V Anumakonda. Blue Rubber Bleb Naevus Syndrome. The Internet Journal of Gastroenterology. 2006 Volume 5 Number 1.
We report for the first time a case of Blue rubber bleb naevus syndrome associated with ischemic colitis. This young man had incidental triad of BRBS, ischemic colitis and Gilbert's syndrome.
A 36-year-old man presented with abdominal cramps, diarrhoea and several episodes of profuse rectal bleeding of 1 week duration. There was no associated fever, sweats or weight loss. He is known Gilbert's syndrome and had appendicectomy. He had no known diabetes, hypertension, ischemic heart disease or hyperlipidaemia. There was no significant family or drug history.
Vital signs were normal. On physical examination, the abdomen was mild left iliac fossa tenderness, no organomegaly and bowel sounds were normal. Digital rectal examination revealed some fresh blood but no haemorrhoids and a normal prostrate was palpable. He had multiple blue naevi on his buttocks, back and legs. Investigations showed c-RP 10 mg/l, bilirubin 82 mol/l, alkaline phosphate, aspartate transaminase, and gamma-glutamyl transferase were normal at 91,23, 26 IU/l respectively. Haemoglobin was 13.5g/dl, WBC 8.34 x 103/mm3, and platelets 162 x 103/mm3 and normal urea and electrolytes.
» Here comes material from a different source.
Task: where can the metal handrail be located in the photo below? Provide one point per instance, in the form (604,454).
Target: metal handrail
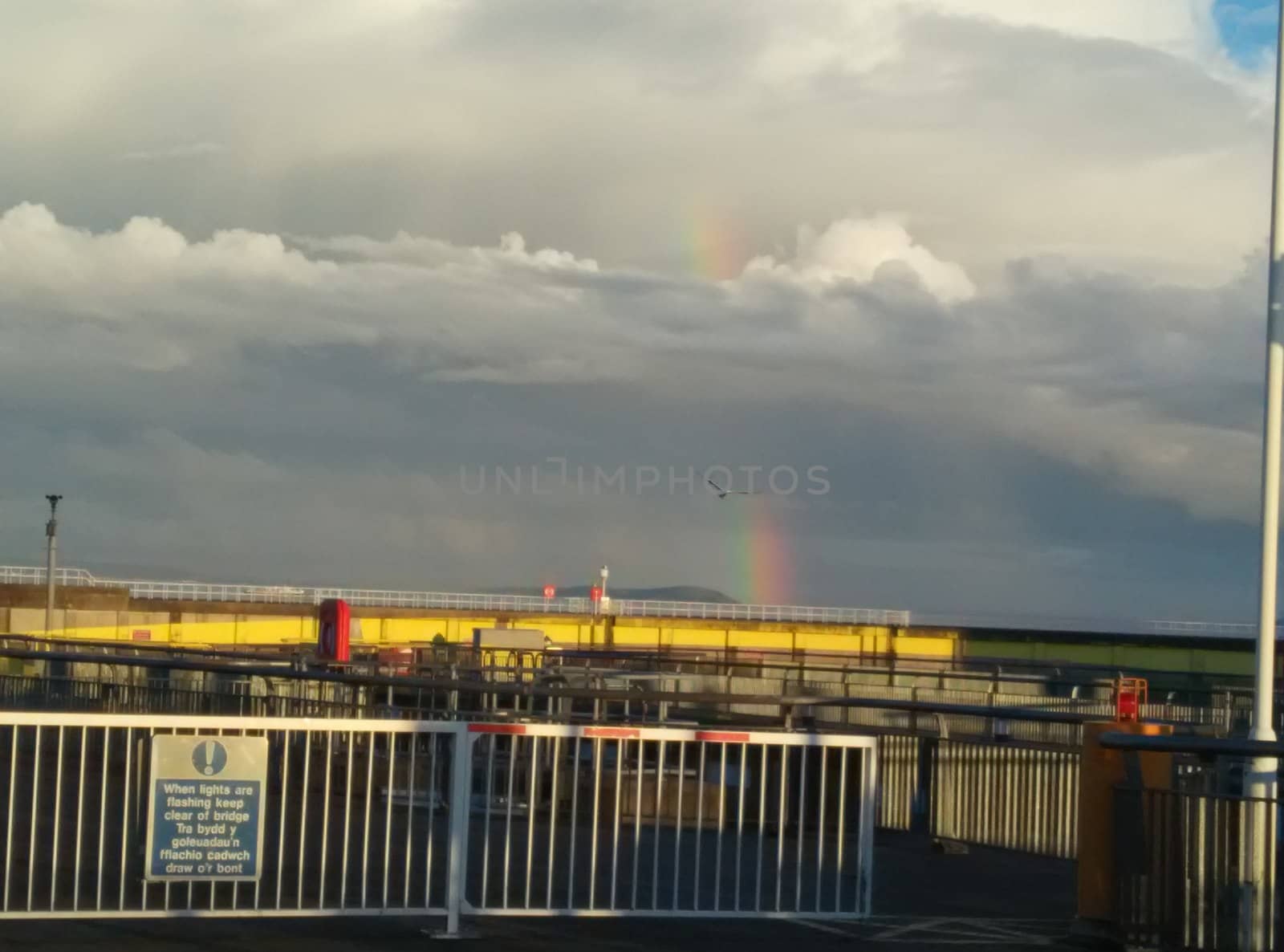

Multiple stool cultures were negative. A flexible sigmoidoscopy demonstrated blue naevi in the recto-sigmoid area (figures A, B), confluent inflammation of the descending and sigmoid colon (figure C), and relative rectal sparing of inflammation, with ulceration. The patient was treated with oral mesalazine empirically, pending histological confirmation.
The histopathology specimens of the sigmoid / descending colon revealed an ischemic colitis with red cell extravasations, haemosiderin deposition and fibrosis (Figures D).
A colonoscopy 6 weeks later, revealed the previously visualised blue naevi in the recto-sigmoid colon but the inflammation in the sigmoid and descending colon had completely resolved. The patient had no further rectal bleeding and remained asymptomatic during his follow up over a period of 6 months.
Blue rubber bleb nevus syndrome (BRBS) associated with ischemic colitis, first to be reported in literature
Cutaneous angiomas in BRBS are located mainly on the upper limbs, trunk, and perineum, which empty on pressure but quickly refill when the pressure is removed.(1, 2) The GI angiomas can be found anywhere, but mostly affects the small bowel. They can cause chronic iron deficiency, although may present as an acute bleed or rarely, with a chronic consumptive coagulopathy (3). Occasionally, they may cause complications such as intussusception or volvulus (4).
BRBNS is managed conservatively with iron replacement therapy and transfusions. Surgery can be performed to remove the vascular malformations. Endoscopic laser photocoagulation has been successfully used for lesions in the alimentary tract (5).Individual case reports have suggested that systemic treatment with corticosteroids, interferon and vincristine may also be effective. More recently, subcutaneous octreotide in the presence of active lesion proliferation or disseminated intravascular coagulation has been used successfully (6, 7).